Governador Roberto Cidade afirma que recursos permanecem contingenciados e poderão ser liberados conforme a necessidade da universidade
O governador do Amazonas, Roberto Cidade, anunciou nesta quinta-feira (11) a revogação do decreto que previa o remanejamento de R$ 100 milhões do orçamento da Universidade do Estado do Amazonas. A decisão foi tomada após a repercussão da medida, que gerou questionamentos sobre possíveis impactos nas atividades acadêmicas, administrativas e de pesquisa da instituição.
Segundo o governo estadual, os recursos permanecerão contingenciados e poderão ser liberados conforme a necessidade da universidade ao longo do exercício financeiro.
“O valor continuará contingenciado e será liberado conforme as necessidades da Universidade do Estado do Amazonas. Os serviços da UEA seguem funcionando integralmente, sem qualquer prejuízo para alunos, professores, pesquisadores e demais servidores”, afirmou o governador.
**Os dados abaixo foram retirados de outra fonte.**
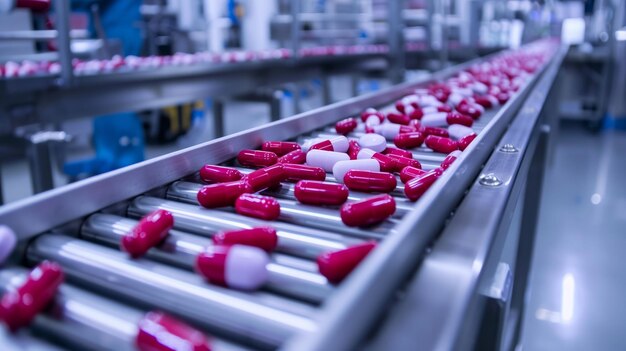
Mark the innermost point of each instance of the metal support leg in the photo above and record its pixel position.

Questionamentos sobre a medida
A proposta havia provocado reações de representantes políticos e da comunidade acadêmica. O tema chegou ao Congresso Nacional e foi alvo de críticas do senador Omar Aziz.
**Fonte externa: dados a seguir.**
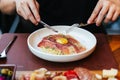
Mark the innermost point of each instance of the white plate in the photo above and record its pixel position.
(86, 38)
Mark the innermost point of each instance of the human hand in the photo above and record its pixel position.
(29, 10)
(107, 10)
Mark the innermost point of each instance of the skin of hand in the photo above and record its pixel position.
(107, 10)
(29, 10)
(7, 6)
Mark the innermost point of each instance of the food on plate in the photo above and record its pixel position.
(61, 44)
(77, 73)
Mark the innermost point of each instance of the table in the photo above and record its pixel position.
(20, 55)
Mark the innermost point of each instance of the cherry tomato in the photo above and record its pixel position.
(71, 75)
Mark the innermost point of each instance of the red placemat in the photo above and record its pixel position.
(19, 54)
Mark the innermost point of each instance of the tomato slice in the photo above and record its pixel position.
(71, 75)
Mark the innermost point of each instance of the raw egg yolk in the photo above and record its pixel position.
(62, 40)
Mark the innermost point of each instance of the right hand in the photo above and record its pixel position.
(29, 10)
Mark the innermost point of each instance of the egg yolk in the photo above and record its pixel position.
(62, 40)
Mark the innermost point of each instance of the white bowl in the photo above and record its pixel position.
(86, 38)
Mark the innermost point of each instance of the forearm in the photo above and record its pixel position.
(7, 6)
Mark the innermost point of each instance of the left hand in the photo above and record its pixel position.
(107, 10)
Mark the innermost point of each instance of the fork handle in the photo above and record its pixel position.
(10, 43)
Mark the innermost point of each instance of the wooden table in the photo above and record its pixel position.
(114, 41)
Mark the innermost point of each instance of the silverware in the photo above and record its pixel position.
(76, 25)
(47, 26)
(4, 52)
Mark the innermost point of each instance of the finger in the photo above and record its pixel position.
(21, 12)
(28, 13)
(102, 14)
(34, 10)
(115, 16)
(110, 14)
(95, 13)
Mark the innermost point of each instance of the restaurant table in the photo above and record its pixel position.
(19, 54)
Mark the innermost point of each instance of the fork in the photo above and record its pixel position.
(47, 26)
(76, 25)
(4, 52)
“Eu tenho que fazer um apelo ao Tribunal de Contas. Não pode tapar os olhos para isso. Ao Ministério Público Estadual, ao Ministério Público Federal. Não podem tapar os olhos para isso”, declarou o parlamentar.
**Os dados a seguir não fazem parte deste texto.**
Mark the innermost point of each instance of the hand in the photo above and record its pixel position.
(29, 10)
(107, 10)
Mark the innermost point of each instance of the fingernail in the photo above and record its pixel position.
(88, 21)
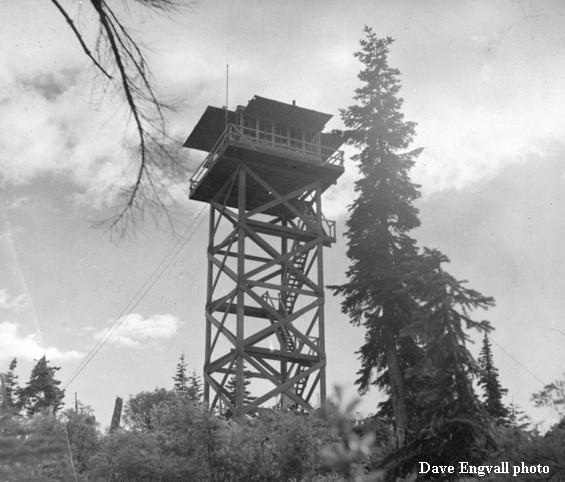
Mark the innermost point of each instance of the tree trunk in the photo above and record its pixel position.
(398, 393)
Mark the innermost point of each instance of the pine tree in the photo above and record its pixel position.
(414, 313)
(194, 387)
(453, 424)
(42, 391)
(380, 251)
(180, 378)
(488, 380)
(230, 388)
(189, 386)
(10, 387)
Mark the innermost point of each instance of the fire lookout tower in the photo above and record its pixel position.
(267, 167)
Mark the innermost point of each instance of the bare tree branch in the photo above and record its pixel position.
(79, 38)
(156, 160)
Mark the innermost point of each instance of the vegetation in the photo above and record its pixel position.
(493, 391)
(415, 314)
(416, 318)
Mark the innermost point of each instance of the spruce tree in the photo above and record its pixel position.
(380, 250)
(453, 424)
(230, 388)
(11, 388)
(414, 313)
(492, 390)
(180, 378)
(42, 392)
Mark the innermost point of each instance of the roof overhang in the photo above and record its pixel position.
(209, 128)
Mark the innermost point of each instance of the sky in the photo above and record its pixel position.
(483, 80)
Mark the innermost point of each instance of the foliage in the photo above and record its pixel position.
(11, 388)
(187, 385)
(380, 251)
(83, 435)
(553, 396)
(34, 449)
(492, 390)
(415, 314)
(42, 392)
(231, 388)
(138, 411)
(120, 59)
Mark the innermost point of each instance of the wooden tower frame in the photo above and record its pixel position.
(265, 284)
A preocupação estava relacionada à possibilidade de redução de recursos destinados ao funcionamento da universidade, responsável pela formação de estudantes em Manaus e no interior do estado.
Queda na arrecadação
O governo estadual atribui a adoção de medidas de ajuste fiscal à redução da arrecadação observada em 2026 e à necessidade de preparação para uma possível estiagem severa nos próximos meses.
De acordo com a administração estadual, a queda da cotação do dólar impactou diretamente as importações realizadas pelas indústrias do Polo Industrial de Manaus (PIM), reduzindo a arrecadação de Imposto sobre Circulação de Mercadorias e Serviços (ICMS).
O vice-governador Serafim Corrêa afirmou que a perda estimada para este ano é de aproximadamente R$ 695 milhões.
“A arrecadação do Amazonas depende fortemente das importações realizadas pelas indústrias da Zona Franca. Com a queda do dólar, houve uma redução expressiva na base de cálculo do ICMS, gerando uma perda próxima de R$ 700 milhões”, explicou.
PEC prevê uso de fundo para despesas correntes
Paralelamente, tramita na Assembleia Legislativa do Estado do Amazonas uma Proposta de Emenda à Constituição (PEC) encaminhada pelo Executivo estadual que autoriza, temporariamente, a utilização de recursos do Fundo de Apoio às Micro e Pequenas Empresas e ao Desenvolvimento Social do Estado do Amazonas (FMPES) para o pagamento de despesas correntes até o fim de 2026.
Atualmente, o fundo é destinado ao financiamento de micro e pequenas empresas, cooperativas e ações de desenvolvimento social. Pela proposta, parte dos recursos poderá ser utilizada em situações consideradas extraordinárias pelo governo.
Na justificativa apresentada aos deputados estaduais, o Executivo argumenta que a medida busca garantir a continuidade dos serviços públicos, enfrentar restrições orçamentárias e preservar o equilíbrio fiscal do estado.
A proposta ainda será analisada e votada pelos parlamentares da Aleam.